1995 audio adaptation by Michael Bakewell of Christie's 1965 mystery,
in five 30-minute episodes.
Rather like the previous year's A Caribbean Mystery, this story
strikes me as Christie complaining that all modern things and people
are bad and wrong, and then wrapping a plot round it. One can't help
noticing at the end of the story that all the interesting people are
dead or arrested (shades of Don Giovanni). Also, the basic plot
crumbles when one pokes at it.
That said, the cast do their best and it's pretty good. This is
another June Whitfield Marple, and if the part doesn't stretch her at
least she always takes it seriously. Maurice Denham does a suitably
dotty Canon Pennyfather (perhaps a little overplayed as one does
wonder slightly how he manages to remember to breathe), and Sian
Phillips makes the most of a small part as Bess, while Tracy Wiles
makes perhaps too much of a larger one as Elvira.

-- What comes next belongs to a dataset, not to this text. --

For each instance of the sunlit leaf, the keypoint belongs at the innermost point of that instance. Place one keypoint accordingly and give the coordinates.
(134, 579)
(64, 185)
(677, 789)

There are a few
audio effects, mostly squealing of car brakes, but it's never
obstrusive, except at that unconvincing climax when someone has to be
driving off at great speed and dying in a crash while also remaining
in easy sight of the front door of this back-street hotel.
I wouldn't go out of my way to track this down but like most Bakewells
it's a faithful and enjoyable rendition of the story.